Sumita et al. [12] had concluded in their study ‘early oral intake following uncomplicated cesarean section under regional anesthesia is safe and well tolerated; produces better outcome, compared to delayed feeding, without causing any significant increase in postoperative morbidity, including paralytic ileus; and results in higher patient satisfaction.’ Our study too confirmed that early oral feeding after uncomplicated CS whether under regional or general anesthesia is well tolerated. There was no untoward event which could justify withholding oral feeds till passage of flatus as is conventionally done. One of the major concerns is the effect of early feeding on wound healing and wound complications [6]. Study conducted by Razmjoo et al. [13] reported that this practice does not interfere with wound healing. Patients after any kind of surgery are relieved and satisfied when they move their bowels. The movements of bowel can be stimulated by early feeding, even chewing gum after surgery is known to stimulate the bowels [14].
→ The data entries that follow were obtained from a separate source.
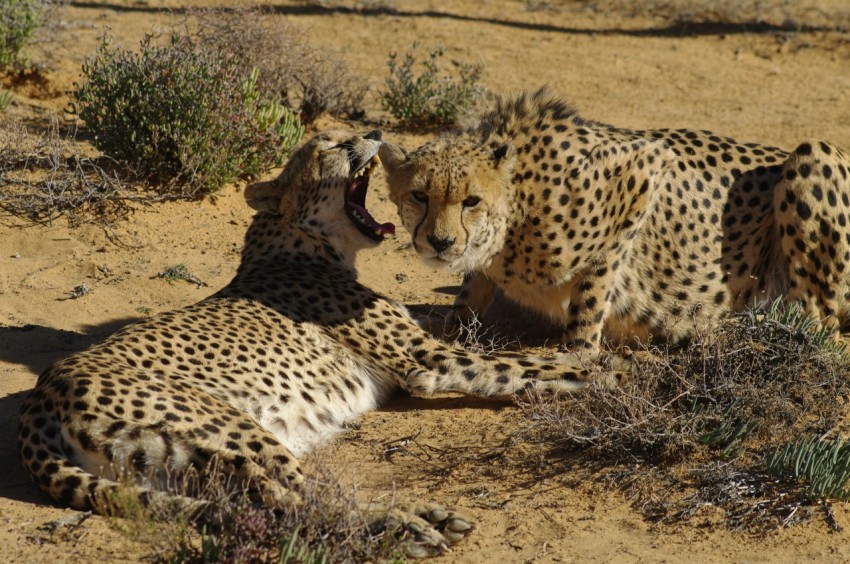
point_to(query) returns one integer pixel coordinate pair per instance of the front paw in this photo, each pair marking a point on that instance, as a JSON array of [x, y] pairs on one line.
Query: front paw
[[426, 529]]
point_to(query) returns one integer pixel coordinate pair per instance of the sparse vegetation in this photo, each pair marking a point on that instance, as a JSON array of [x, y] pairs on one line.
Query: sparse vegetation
[[822, 465], [19, 21], [79, 291], [313, 80], [6, 99], [328, 526], [789, 14], [743, 405], [45, 177], [432, 97], [187, 118], [180, 272]]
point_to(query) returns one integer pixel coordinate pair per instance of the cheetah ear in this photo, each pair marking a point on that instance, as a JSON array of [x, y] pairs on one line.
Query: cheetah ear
[[504, 155], [392, 157], [264, 196]]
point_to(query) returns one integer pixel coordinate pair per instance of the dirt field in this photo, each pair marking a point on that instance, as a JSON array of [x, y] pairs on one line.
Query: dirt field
[[777, 85]]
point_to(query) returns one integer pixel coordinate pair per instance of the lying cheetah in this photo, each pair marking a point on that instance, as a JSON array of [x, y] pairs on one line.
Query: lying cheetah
[[266, 368], [625, 234]]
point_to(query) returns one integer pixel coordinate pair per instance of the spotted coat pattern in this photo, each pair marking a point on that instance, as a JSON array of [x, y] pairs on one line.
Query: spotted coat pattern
[[621, 234], [261, 371]]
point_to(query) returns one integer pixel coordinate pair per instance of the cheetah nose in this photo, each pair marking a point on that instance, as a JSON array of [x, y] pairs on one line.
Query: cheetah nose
[[440, 244]]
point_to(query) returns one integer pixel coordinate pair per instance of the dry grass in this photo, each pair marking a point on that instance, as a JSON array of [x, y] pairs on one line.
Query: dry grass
[[313, 80], [45, 177], [788, 14], [328, 526], [695, 427]]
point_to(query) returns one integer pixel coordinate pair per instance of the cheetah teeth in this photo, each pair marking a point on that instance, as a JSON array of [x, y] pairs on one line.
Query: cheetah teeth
[[367, 168]]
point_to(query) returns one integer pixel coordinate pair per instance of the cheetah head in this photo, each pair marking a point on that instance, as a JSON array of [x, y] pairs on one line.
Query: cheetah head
[[453, 196], [323, 187]]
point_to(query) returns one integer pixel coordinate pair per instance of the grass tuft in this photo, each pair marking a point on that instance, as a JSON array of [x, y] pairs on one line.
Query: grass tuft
[[720, 421], [433, 96]]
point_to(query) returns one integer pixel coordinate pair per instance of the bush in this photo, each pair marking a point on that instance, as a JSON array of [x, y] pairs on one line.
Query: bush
[[182, 115], [722, 419], [312, 80], [5, 99], [44, 177], [432, 97], [19, 20]]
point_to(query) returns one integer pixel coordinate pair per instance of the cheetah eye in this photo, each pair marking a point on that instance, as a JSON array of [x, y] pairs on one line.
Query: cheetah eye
[[471, 201]]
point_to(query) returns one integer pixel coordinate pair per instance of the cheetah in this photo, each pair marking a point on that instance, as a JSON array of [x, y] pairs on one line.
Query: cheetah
[[624, 235], [265, 369]]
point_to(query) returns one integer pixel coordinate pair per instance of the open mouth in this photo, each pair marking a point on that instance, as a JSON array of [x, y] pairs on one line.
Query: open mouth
[[355, 203]]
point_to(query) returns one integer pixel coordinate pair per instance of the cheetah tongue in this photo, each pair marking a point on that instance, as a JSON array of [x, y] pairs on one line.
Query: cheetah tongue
[[355, 207], [365, 218]]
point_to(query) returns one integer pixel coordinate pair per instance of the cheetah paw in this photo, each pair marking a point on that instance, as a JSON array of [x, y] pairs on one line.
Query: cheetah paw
[[427, 529]]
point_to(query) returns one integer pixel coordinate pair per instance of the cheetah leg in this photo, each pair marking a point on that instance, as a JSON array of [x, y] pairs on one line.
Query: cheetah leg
[[441, 368], [587, 308], [474, 299], [84, 461], [812, 209]]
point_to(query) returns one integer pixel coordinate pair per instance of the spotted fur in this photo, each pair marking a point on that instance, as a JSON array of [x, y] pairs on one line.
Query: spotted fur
[[261, 371], [621, 234]]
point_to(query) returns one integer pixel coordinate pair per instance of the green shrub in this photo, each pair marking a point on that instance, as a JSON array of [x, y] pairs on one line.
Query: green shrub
[[19, 20], [312, 80], [715, 422], [5, 99], [431, 97], [182, 115], [824, 466]]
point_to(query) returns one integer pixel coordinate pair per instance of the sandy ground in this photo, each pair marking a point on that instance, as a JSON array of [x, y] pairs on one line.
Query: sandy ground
[[776, 88]]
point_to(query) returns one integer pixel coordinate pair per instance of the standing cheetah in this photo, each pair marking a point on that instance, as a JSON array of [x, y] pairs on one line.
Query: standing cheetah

Limitations of the study: It could not be blinded as it was done in the same ward. Many parameters like nausea, pain abdomen and passage of flatus were subjective and could not have been measured objectively. This was a pilot study; a large-scale multicentric study may benefit the patients and bring about a positive change in the conventional practice of withholding fluids after CS. Practice of early feeding will cut down the costs too.
Compliance with Ethical Standards
Conflict of interest It is certified that there is ‘No Conflict of Interest’ by the author.
Informed Consent Consent was obtained from all the participants, and those unwilling were not included in the study.